Stabilizing effect of chemical additives against oxidation of lactate dehydrogenase
- PMID: 11115385
- DOI: 10.1042/ba20000014
Stabilizing effect of chemical additives against oxidation of lactate dehydrogenase
Abstract
Oxidation is one of the major pathways for denaturation of proteins during storage, and also a potential problem in protein production, isolation and purification processes. In this study, a number of additives have been tested for their protective effects against oxidation in the presence of metal ions and hydrogen peroxide.

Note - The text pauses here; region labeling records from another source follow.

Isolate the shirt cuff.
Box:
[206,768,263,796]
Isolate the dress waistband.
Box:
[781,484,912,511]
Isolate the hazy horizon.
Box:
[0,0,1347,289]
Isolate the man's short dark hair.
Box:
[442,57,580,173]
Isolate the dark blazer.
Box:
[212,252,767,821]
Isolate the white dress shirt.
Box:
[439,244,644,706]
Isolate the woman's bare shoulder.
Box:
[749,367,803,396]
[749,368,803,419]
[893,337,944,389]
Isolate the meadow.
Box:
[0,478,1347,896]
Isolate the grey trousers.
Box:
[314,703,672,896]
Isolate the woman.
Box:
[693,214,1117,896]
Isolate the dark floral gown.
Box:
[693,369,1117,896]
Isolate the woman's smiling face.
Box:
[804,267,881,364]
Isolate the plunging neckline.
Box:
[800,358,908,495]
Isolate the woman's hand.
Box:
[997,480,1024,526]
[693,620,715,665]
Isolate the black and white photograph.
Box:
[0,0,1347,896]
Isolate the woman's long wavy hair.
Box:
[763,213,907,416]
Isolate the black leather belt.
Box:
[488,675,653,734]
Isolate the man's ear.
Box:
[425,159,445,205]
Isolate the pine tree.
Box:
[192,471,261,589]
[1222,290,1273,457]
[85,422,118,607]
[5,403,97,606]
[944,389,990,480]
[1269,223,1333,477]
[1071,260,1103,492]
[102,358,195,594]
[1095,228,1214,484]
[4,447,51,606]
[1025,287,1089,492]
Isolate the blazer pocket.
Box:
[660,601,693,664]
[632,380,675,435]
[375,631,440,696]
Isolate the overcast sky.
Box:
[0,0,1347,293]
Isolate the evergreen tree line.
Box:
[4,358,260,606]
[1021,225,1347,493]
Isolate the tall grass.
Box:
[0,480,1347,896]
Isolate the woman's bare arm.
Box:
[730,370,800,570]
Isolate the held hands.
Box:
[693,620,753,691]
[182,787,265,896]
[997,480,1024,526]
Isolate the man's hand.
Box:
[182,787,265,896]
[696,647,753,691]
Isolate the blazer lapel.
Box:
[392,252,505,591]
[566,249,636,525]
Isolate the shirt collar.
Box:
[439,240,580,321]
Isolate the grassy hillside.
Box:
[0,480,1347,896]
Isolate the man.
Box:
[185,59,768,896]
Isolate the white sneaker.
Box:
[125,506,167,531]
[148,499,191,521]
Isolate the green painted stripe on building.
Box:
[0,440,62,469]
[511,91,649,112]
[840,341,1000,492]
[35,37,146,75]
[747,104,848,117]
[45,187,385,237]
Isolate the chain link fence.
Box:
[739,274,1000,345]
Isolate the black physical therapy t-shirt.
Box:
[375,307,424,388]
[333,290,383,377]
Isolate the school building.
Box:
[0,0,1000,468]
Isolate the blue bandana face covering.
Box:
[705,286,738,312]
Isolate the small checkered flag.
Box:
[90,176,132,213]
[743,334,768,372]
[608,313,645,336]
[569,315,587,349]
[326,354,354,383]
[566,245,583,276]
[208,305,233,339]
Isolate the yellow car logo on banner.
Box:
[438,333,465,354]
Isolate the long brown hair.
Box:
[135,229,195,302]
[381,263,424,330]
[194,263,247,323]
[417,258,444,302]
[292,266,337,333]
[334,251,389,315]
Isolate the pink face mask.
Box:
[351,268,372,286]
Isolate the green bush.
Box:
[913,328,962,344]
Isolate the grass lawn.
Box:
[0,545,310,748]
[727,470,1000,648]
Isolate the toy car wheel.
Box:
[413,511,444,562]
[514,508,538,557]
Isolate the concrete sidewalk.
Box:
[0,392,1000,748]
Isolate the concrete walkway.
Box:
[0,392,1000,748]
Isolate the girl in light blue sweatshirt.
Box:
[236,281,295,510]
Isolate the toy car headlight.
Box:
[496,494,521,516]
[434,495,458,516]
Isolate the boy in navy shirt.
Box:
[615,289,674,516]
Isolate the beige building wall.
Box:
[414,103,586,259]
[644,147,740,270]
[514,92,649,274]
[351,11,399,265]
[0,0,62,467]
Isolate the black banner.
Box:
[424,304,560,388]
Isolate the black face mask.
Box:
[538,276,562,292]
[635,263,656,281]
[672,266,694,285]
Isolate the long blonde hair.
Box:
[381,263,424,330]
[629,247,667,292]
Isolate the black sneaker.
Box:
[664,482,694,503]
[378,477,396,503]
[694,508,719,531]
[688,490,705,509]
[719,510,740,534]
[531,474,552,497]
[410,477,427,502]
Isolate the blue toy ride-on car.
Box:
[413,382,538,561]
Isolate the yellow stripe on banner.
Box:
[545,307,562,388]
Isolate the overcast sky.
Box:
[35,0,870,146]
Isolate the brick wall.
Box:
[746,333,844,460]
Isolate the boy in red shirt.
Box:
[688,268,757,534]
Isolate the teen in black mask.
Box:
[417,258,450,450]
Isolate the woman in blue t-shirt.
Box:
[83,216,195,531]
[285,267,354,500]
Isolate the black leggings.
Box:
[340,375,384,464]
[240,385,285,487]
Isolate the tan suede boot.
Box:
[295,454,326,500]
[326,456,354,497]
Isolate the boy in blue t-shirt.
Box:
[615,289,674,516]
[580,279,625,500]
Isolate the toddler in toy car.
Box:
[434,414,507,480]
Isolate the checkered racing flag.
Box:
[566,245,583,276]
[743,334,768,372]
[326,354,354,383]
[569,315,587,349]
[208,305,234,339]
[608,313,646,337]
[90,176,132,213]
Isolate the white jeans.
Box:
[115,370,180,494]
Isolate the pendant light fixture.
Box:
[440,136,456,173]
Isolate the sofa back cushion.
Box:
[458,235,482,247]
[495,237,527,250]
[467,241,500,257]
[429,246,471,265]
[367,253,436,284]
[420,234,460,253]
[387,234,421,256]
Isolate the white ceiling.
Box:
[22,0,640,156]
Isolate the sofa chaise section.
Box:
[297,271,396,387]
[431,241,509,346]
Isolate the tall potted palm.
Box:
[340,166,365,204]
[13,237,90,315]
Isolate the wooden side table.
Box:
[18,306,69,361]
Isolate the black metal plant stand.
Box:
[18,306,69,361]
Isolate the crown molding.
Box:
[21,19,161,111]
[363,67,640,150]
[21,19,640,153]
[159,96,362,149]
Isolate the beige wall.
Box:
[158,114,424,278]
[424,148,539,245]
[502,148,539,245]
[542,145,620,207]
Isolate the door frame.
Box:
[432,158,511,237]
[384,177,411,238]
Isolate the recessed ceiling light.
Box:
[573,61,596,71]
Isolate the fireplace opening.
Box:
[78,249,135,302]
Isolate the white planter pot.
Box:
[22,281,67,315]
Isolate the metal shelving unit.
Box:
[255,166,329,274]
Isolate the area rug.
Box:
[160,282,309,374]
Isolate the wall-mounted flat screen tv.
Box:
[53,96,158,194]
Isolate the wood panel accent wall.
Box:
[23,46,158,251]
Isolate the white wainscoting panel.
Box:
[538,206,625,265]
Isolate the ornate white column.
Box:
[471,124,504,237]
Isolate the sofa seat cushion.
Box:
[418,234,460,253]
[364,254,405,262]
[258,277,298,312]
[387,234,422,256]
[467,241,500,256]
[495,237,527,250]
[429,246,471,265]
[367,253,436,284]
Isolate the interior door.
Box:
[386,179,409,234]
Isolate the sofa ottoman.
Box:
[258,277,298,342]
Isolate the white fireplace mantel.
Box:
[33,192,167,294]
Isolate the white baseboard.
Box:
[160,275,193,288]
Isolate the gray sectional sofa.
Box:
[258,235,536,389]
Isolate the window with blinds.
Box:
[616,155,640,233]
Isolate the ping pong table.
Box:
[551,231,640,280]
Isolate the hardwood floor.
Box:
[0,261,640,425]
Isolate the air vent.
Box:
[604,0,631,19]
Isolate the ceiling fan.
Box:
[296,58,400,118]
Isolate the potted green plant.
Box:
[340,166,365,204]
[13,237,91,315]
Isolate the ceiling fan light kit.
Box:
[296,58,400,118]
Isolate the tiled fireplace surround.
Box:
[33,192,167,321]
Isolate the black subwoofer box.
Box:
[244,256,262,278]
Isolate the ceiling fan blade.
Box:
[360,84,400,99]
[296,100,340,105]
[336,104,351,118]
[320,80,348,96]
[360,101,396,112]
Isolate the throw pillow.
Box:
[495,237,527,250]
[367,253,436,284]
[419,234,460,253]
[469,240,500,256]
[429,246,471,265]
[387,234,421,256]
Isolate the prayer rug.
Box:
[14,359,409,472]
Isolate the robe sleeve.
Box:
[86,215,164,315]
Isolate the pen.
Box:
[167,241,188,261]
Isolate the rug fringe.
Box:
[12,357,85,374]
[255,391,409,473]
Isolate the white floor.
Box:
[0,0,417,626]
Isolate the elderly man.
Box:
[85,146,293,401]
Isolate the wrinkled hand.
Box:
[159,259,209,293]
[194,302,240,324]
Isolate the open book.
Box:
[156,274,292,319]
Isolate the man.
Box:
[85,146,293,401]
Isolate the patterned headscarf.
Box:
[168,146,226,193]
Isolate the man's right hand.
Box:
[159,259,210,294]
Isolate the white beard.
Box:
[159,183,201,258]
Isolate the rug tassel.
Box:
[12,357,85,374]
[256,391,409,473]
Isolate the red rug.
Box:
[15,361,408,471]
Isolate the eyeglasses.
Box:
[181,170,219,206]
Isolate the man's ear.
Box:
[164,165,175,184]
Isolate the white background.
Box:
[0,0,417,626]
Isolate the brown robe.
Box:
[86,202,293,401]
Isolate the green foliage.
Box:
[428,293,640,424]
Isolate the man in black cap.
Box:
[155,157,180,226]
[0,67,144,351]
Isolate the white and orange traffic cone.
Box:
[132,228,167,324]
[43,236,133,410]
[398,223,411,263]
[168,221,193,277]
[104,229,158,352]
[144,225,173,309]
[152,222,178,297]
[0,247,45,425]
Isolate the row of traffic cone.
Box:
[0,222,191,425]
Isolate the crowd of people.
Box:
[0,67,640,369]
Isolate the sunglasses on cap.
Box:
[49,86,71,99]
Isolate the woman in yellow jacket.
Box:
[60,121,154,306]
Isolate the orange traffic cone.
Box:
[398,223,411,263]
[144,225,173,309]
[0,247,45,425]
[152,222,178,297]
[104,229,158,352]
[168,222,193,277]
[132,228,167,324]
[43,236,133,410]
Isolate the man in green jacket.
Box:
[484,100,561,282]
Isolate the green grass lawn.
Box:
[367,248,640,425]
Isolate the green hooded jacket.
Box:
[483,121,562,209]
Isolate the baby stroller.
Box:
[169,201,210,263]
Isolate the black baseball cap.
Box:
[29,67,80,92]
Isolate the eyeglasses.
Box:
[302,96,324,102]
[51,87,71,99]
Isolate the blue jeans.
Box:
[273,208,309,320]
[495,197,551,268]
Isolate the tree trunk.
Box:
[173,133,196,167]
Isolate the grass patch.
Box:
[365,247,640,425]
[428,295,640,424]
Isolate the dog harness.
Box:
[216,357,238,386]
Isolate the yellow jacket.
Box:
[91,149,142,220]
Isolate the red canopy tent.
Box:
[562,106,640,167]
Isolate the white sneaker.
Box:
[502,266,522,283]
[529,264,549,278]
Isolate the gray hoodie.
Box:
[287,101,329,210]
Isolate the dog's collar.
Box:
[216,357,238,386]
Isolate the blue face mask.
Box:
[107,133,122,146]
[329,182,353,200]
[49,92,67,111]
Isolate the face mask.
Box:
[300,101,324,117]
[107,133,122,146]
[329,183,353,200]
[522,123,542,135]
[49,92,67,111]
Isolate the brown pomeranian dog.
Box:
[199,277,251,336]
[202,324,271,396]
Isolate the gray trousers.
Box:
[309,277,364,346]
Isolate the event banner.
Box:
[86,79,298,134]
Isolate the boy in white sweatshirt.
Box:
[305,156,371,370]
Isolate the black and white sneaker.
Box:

Porcine muscle lactate dehydrogenase (LDH) was used as a model protein. Oxidation and denaturation of the enzyme were followed as activity loss, modification of certain amino acids, altered secondary structure and aggregation. Loss of activity during metal-catalysed oxidation was accompanied by structural damage of the enzyme, which was not the case during oxidation with peroxide. The best protectant during both modes of oxidation was found to be the polycation, poly(ethyleneimine) (PEI), followed by EDTA. Both chemicals also increased the enzyme's half-life during oxidation with a mixture of copper ions and hydrogen peroxide. Ammonium sulphate was an effective stabilizer during metal-catalysed oxidation, while sorbitol, sucrose and hydroxyectoine provided moderate stabilization. The ectoine was also stabilizing against oxidation with hydrogen peroxide, as was poly(ethylene glycol), whereas sorbitol enhanced the rate of enzyme inactivation. The stability of LDH towards denaturation by both oxidation and temperature was increased by addition of both PEI and sorbitol, as indicated by the melting-temperature profiles of the enzyme.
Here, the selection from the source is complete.